Published in the journal Psychiatry Research, the study, which assessed cognitive function in depressed and non-depressed patients with PD, found that the dopamine replacement therapy commonly used to treat motor symptoms of Parkinson’s disease was associated with a decline in cognitive performance among depressed Parkinson patients.
In contrast, non-depressed Parkinson patients’ cognitive function improved on dopamine replacement therapy.
The study also found that mood in depressed Parkinson’s patients was actually worse while on dopaminergic medications.
“This was a surprise,” said Lee Blonder, Ph.D., the study’s principal investigator. “It is the opposite of our original hypothesis that both groups of PD patients would improve in cognitive performance on dopaminergic medications, and that mood in the depressed PD group would also improve.”
A cohort of 28 patients with PD — 18 nondepressed and 10 depressed — were given a baseline series of tests to assess cognitive function and the incidence and severity of depression. They were then re-tested with and without their dopamine replacement therapy.
Results revealed a statistically signiﬁcant interaction between depression and medication status on three measures of verbal memory and a facial affect naming task. In all cases, depressed Parkinson’s patients performed signiﬁcantly more poorly while on dopaminergic medication than while off. The opposite pattern emerged for the non-depressed Parkinson’s group.

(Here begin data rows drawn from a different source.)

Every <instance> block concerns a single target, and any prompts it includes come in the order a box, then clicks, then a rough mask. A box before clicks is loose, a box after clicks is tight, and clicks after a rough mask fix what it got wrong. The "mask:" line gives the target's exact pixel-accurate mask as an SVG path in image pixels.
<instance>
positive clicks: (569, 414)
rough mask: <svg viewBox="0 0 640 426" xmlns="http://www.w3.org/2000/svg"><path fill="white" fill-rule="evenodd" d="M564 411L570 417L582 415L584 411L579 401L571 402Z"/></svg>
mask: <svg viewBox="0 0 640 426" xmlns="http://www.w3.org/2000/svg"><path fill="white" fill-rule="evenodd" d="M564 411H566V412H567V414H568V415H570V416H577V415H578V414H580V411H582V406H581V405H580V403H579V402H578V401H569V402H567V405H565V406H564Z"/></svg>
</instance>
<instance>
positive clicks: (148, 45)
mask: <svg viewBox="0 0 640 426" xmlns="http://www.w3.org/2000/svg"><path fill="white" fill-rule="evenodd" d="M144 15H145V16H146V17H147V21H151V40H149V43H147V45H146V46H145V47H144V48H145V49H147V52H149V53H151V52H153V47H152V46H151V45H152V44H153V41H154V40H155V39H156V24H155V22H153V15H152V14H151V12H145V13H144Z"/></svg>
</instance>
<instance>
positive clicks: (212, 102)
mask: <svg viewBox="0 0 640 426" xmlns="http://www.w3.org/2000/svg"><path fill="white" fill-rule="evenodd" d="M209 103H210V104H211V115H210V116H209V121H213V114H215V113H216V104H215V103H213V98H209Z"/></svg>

Depression is a common and serious co-morbidity in patients with Parkinson’s; studies suggest that approximately 40 percent of PD patients suffer from depression.

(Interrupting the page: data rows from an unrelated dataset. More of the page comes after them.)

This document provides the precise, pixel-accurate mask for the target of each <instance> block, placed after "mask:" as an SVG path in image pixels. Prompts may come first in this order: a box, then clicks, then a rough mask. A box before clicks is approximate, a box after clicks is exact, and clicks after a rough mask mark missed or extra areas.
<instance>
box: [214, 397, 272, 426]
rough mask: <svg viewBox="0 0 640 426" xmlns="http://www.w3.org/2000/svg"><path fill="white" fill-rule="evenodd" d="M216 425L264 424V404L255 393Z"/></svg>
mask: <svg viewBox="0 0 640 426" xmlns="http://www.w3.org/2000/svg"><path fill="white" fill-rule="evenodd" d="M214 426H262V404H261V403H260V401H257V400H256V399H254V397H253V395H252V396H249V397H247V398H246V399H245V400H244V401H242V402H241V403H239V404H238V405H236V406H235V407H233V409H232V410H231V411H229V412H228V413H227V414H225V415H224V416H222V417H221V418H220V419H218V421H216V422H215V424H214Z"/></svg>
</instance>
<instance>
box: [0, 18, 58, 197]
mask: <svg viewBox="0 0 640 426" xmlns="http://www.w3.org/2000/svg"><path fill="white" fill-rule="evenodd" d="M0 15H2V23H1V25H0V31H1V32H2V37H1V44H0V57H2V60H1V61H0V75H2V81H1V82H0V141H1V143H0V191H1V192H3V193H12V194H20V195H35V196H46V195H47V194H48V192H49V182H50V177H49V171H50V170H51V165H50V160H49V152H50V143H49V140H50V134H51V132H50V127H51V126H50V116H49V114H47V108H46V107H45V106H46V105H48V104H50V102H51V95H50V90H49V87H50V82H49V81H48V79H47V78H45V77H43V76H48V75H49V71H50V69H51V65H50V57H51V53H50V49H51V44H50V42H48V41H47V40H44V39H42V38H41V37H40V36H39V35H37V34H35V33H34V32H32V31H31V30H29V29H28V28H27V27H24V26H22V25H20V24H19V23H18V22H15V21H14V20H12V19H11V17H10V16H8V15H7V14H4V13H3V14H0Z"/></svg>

Blonder cautions that these results are to some extent preliminary due to the small cohort of 28 participants. “Additional studies are required before these results should be used to alter treatment plans,” Blonder says. But, “future research should ultimately focus on investigating treatment options for patients with Parkinson’s and depression to maximize patient function without compromising their mental health.”